Promoting access to finance by bringing private capital to emerging markets
AlliedExchange’s mission is to help to improve access to finance for underbanked companies and projects in emerging markets by increasing market liquidity.
The AlliedExchange debt platform aims to address the financing gap for SMEs and projects across SSA by allowing retail and institutional investors from across the world to buy debt from organizations and firms that have already committed to financing certain companies or projects.
The key innovation is the capitalization of both new (syndication, co-lending models) and existing (refinancing model) loans that have already cleared due diligence by established financial institutions, which significantly reduced costs. This is a unique crowdfunding model.
The aim is to spur economic activity in emerging markets, creating jobs, and encouraging more innovation in financial markets.
Below are the loan origination models we’ll be looking to implement.
SYNDICATION: A syndicated loan is one “which is provided to the borrower by two or more banks known as participants, which is governed by a single loan agreement.” Syndicated loans work best in cases when a borrower is seeking too much capital for a single bankor financial institution to provide. The deals are typically arranged by a lead bank, though the funding can come from a number of parties. The funding can be raised internationally (as long as this doesn’t break any regulations).

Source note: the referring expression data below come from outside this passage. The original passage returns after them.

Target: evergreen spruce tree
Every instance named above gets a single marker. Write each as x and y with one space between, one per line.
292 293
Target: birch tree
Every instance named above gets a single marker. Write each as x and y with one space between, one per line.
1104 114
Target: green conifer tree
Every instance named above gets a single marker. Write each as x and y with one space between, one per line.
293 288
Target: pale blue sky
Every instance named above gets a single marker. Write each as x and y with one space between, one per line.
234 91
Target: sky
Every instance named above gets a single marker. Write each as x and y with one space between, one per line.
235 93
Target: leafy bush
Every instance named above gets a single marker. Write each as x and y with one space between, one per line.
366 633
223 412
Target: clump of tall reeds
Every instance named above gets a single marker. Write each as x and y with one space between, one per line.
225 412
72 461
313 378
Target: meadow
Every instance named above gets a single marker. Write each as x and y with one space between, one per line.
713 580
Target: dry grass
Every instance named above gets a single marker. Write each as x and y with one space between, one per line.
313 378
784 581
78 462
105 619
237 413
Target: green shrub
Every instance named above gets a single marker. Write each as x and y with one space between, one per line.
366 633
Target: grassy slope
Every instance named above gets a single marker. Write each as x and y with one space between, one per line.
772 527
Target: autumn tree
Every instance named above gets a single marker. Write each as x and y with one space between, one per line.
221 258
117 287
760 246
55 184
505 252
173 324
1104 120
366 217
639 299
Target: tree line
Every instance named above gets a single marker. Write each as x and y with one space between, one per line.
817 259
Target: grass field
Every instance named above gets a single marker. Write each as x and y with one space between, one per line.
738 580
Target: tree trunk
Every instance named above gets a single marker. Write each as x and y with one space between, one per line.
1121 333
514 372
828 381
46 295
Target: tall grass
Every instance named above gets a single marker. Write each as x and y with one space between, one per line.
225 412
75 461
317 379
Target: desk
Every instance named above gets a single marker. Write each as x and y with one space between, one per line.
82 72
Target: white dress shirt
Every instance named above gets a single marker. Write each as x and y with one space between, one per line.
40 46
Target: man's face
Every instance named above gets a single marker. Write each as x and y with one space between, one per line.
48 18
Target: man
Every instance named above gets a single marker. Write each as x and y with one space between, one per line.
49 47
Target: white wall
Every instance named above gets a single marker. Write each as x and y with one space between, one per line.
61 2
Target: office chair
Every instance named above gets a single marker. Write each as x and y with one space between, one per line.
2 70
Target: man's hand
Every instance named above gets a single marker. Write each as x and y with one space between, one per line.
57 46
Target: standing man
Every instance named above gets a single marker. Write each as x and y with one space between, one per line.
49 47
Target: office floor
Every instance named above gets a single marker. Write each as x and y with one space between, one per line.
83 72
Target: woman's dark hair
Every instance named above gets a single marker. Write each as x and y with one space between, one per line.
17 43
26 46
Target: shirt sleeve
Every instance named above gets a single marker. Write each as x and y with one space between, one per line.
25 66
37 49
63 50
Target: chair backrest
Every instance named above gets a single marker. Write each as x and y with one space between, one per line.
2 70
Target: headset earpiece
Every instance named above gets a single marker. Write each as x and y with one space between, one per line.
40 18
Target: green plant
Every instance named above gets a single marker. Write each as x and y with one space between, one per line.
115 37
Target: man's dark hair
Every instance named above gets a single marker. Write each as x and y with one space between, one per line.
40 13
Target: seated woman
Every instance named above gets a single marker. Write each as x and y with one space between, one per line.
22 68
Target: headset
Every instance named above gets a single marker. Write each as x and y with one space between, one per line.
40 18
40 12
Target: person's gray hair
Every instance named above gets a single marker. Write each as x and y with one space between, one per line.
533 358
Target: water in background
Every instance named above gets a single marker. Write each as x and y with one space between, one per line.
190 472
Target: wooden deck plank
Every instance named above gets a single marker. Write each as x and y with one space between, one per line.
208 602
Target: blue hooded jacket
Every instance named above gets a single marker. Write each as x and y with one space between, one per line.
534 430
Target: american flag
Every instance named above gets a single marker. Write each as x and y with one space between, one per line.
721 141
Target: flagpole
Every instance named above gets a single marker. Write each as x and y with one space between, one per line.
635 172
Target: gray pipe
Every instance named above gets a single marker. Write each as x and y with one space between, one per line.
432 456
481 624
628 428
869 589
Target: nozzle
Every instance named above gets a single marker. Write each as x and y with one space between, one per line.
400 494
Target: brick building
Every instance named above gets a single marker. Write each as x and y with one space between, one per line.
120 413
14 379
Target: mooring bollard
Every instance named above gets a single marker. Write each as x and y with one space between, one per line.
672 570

REFINANCING: The second way the platform may be able to attract loans is by offering banks to refinance their existing loans by placing a certain portion of the loan on the platform. This can work for loans that are smaller than those typically involved in syndication, and would enable banks to deleverage their balance sheets, opening up more credit for new lending.
CO-LENDING: Finally, AlliedExchange would look at co-lending as the third loan origination strategy. In this model, the platform would work with a bank to fund a portion or perhaps an over-allotment allowance of a new loan. Like in the syndication model, the portion of the loan to be funded by AlliedExchange would need to be underwritten, either by the co-lending institution itself, or by a third party (preferably, a DFI).